I was spellbound, when I first embraced winter. Glimmering at my feet I saw ice, in a deep night sky, it cast glacial ebony and kissed the most brilliant highlights cast from the glowing stars. I breathed, a cloud of fog crept from my mouth. I inhaled; the crisp sent of pine penetrated my chilled nostrils. I was surrounded by open sky. Swirling navy and magenta sent from the darkest void of space creating an elegant backdrop for this calm night. From the sky such vital specks of the brightest white fell down at me. I lifted my hand into the air, moving closer to one of these animate beings, and as my finger came within atoms of the speck, everything paused.
The once dancing snow was now stock-still resting infinitely close to my skin floating, weightless, capsulated in an experience only my own.
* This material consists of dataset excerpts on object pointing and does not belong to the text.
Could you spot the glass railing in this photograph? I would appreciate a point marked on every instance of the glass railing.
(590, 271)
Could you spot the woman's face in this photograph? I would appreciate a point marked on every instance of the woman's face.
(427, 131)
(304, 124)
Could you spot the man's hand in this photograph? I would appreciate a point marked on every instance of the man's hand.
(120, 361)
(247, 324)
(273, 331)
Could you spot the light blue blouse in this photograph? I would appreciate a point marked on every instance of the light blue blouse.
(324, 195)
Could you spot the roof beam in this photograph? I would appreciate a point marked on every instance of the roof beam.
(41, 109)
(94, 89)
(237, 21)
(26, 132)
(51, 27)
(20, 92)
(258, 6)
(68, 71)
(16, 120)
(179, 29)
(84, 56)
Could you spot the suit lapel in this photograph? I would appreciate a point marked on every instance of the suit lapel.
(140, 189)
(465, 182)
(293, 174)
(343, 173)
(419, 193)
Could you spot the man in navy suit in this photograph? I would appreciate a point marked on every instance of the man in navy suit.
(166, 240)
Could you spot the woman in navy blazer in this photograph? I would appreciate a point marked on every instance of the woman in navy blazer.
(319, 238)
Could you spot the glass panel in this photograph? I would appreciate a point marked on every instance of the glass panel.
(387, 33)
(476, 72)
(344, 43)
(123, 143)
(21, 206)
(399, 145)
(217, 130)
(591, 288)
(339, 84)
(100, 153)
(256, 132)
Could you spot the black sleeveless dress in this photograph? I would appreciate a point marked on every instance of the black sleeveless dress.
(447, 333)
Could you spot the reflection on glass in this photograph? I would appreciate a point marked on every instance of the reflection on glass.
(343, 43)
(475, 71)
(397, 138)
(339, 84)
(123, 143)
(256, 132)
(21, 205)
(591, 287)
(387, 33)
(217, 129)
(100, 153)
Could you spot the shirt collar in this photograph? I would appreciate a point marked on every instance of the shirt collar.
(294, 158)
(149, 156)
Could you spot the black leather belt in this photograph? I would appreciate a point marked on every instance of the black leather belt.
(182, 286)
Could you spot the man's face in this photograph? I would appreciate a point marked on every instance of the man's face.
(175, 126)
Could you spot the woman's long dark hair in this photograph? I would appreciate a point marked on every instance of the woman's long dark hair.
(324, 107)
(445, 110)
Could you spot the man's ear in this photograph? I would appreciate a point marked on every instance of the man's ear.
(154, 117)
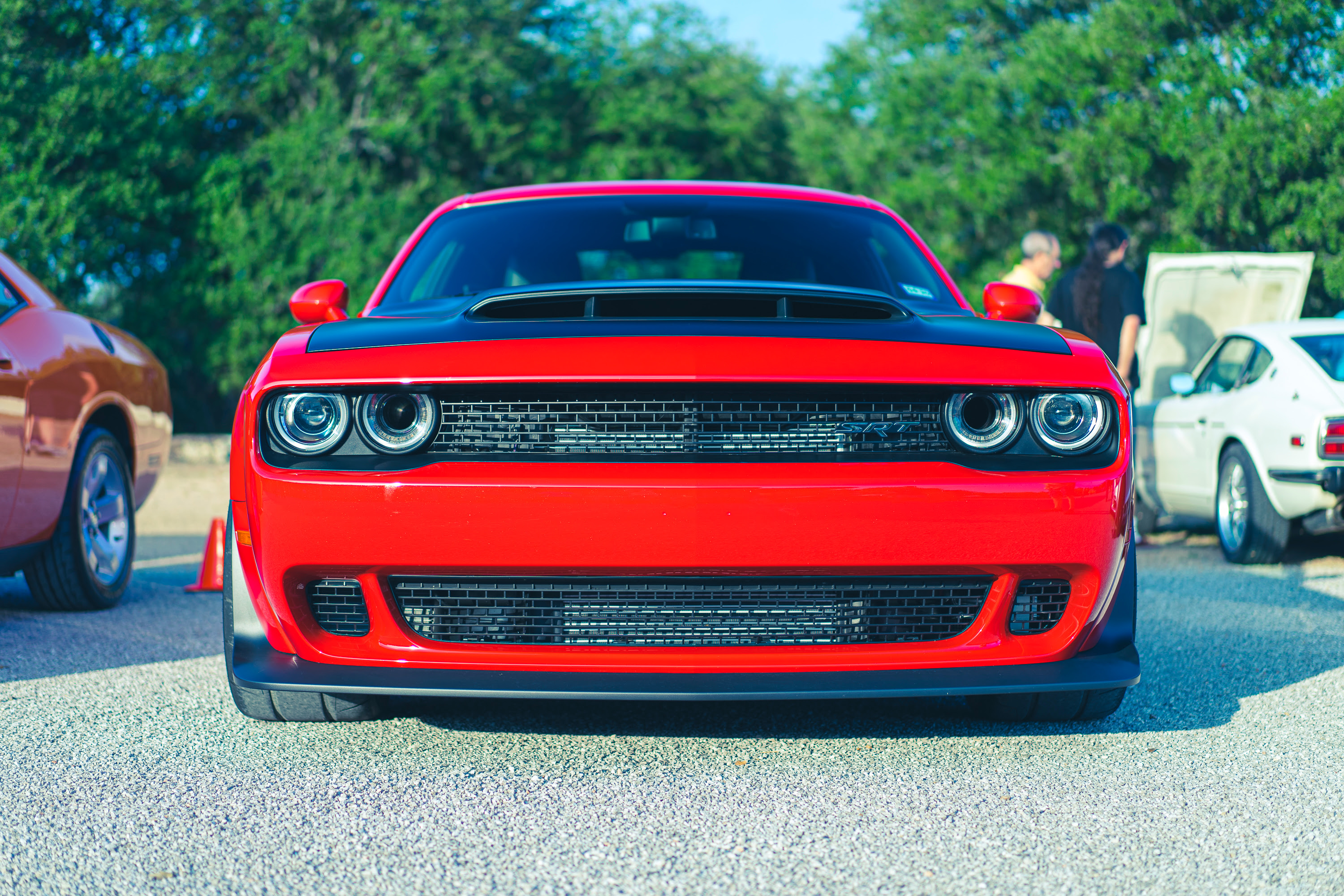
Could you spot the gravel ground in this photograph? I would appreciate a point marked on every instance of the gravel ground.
(124, 767)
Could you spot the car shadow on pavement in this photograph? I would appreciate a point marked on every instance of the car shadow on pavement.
(156, 621)
(1210, 634)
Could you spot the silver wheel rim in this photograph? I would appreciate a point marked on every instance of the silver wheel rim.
(104, 519)
(1233, 505)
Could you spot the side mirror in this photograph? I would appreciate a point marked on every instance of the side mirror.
(1010, 303)
(319, 303)
(1182, 383)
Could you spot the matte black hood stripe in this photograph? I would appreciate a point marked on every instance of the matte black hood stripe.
(389, 332)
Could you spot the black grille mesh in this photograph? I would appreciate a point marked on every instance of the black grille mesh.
(1038, 605)
(690, 612)
(339, 606)
(689, 424)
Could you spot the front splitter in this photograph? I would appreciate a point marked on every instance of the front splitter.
(256, 664)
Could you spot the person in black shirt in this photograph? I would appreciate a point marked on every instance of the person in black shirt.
(1103, 300)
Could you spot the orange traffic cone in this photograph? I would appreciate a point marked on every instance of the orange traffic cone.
(211, 577)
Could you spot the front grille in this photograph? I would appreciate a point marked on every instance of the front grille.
(693, 421)
(1038, 605)
(690, 612)
(339, 606)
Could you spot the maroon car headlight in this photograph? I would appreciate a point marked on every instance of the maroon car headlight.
(984, 422)
(397, 422)
(1069, 422)
(310, 422)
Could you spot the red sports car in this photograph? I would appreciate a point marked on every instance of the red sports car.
(85, 426)
(676, 441)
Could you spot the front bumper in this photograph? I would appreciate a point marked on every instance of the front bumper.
(260, 665)
(253, 663)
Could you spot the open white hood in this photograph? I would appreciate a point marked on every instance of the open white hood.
(1193, 300)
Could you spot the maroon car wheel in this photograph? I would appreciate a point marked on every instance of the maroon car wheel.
(86, 564)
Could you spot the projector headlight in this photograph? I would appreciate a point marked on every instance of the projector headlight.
(310, 422)
(1069, 422)
(984, 422)
(397, 422)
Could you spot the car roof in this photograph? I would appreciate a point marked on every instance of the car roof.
(670, 189)
(1288, 330)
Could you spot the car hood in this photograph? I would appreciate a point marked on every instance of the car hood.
(1194, 299)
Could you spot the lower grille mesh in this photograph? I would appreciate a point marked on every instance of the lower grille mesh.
(1038, 606)
(690, 612)
(339, 606)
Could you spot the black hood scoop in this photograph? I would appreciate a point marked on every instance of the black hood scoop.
(683, 311)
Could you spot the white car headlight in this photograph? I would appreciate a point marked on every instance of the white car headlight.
(310, 422)
(1069, 422)
(397, 422)
(984, 422)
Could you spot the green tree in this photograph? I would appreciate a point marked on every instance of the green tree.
(1199, 124)
(181, 168)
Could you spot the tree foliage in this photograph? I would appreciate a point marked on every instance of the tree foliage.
(182, 167)
(1199, 124)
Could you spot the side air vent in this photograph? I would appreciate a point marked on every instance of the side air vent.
(1038, 606)
(339, 606)
(685, 306)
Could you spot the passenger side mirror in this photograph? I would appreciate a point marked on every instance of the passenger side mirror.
(1182, 383)
(322, 302)
(1010, 303)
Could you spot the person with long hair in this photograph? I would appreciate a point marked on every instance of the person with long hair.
(1103, 300)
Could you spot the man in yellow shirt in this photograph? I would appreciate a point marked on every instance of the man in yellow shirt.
(1039, 261)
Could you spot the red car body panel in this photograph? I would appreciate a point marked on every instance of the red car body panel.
(564, 519)
(58, 379)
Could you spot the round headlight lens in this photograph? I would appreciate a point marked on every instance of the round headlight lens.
(983, 421)
(1069, 422)
(397, 422)
(310, 422)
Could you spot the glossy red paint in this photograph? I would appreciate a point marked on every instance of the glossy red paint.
(324, 300)
(687, 519)
(651, 189)
(60, 379)
(740, 519)
(1011, 303)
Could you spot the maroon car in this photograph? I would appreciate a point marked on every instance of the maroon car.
(85, 426)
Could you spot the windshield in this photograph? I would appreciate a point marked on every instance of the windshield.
(624, 238)
(1327, 351)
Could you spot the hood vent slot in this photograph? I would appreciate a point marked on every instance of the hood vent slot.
(685, 306)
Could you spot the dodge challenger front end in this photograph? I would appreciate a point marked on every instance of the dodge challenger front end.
(675, 441)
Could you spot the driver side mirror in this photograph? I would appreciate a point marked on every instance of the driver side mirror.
(319, 303)
(1011, 303)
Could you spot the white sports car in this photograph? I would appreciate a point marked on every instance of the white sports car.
(1253, 439)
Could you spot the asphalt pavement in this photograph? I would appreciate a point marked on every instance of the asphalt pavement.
(125, 769)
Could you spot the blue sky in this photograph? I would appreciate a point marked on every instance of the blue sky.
(785, 31)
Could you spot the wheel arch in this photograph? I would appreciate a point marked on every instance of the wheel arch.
(113, 418)
(1266, 484)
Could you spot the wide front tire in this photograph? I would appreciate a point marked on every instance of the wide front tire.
(86, 564)
(1249, 527)
(1053, 706)
(267, 704)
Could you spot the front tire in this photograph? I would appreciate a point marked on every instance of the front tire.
(1249, 527)
(86, 564)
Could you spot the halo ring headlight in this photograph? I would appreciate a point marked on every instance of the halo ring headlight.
(310, 422)
(983, 422)
(1069, 422)
(397, 422)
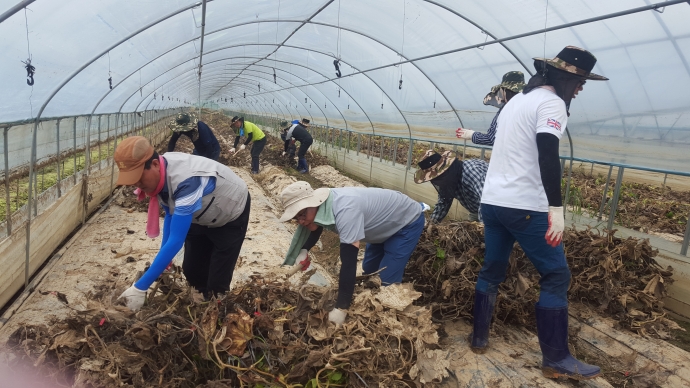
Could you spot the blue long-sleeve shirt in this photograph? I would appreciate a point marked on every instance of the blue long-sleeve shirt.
(205, 145)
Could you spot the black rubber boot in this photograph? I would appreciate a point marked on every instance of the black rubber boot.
(483, 311)
(552, 328)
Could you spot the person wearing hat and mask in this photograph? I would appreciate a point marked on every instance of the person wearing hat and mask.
(453, 178)
(521, 201)
(298, 131)
(201, 135)
(512, 84)
(254, 134)
(388, 221)
(206, 209)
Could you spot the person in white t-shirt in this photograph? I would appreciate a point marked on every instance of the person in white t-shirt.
(521, 201)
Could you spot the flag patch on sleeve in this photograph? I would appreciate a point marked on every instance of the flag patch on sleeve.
(553, 124)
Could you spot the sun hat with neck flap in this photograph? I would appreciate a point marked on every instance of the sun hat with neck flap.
(300, 195)
(130, 156)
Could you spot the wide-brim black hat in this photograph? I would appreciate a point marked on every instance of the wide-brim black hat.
(573, 60)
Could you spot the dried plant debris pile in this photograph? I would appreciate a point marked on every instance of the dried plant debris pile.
(640, 206)
(617, 277)
(263, 333)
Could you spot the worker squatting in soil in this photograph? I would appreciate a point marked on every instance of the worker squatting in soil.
(517, 196)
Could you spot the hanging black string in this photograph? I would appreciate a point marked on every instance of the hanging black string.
(30, 70)
(110, 77)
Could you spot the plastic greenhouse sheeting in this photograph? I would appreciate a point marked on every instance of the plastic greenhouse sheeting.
(151, 49)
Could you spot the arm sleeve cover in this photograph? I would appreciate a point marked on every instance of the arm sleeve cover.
(178, 232)
(313, 238)
(348, 274)
(173, 141)
(549, 167)
(489, 137)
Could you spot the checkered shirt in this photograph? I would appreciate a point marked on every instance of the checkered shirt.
(468, 192)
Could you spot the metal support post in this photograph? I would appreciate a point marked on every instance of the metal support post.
(57, 132)
(74, 142)
(409, 154)
(616, 195)
(381, 153)
(603, 199)
(8, 205)
(395, 150)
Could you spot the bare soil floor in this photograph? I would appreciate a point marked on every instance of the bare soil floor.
(113, 248)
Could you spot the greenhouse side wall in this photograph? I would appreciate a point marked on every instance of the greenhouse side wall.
(59, 209)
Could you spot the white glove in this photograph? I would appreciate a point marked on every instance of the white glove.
(134, 298)
(337, 316)
(463, 133)
(554, 235)
(302, 262)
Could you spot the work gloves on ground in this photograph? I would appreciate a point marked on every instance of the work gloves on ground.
(554, 235)
(134, 298)
(463, 133)
(337, 316)
(302, 262)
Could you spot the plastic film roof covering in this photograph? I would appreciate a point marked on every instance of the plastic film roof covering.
(151, 50)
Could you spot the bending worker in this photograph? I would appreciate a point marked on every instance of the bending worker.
(254, 134)
(388, 221)
(512, 83)
(206, 208)
(453, 178)
(298, 131)
(201, 135)
(522, 201)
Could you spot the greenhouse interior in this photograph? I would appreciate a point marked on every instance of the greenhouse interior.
(169, 167)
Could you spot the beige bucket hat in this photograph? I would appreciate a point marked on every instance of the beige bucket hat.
(300, 195)
(433, 165)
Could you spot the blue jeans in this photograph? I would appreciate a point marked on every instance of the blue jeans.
(502, 227)
(393, 253)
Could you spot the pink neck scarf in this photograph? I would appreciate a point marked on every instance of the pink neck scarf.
(153, 222)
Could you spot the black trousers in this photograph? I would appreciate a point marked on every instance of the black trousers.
(256, 151)
(303, 147)
(210, 254)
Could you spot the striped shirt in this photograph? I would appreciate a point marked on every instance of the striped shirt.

The snow was quiet as it hung in the sky, it was petrified, a victim covered in a skin of glass. I had all the time I needed, I could think of anything I wanted, I finally had the time. I was content with only stares, rotating my perspective to observe every angle, to see every detail, even the new ones. So tranquil was I in the night, that my own thoughts penetrated my mind’s.
I was overcome with euphoria; my depraved thoughts had finally been set free. The winter moon hanged dead, as a pale reflection looming ominously over my shoulder still following me.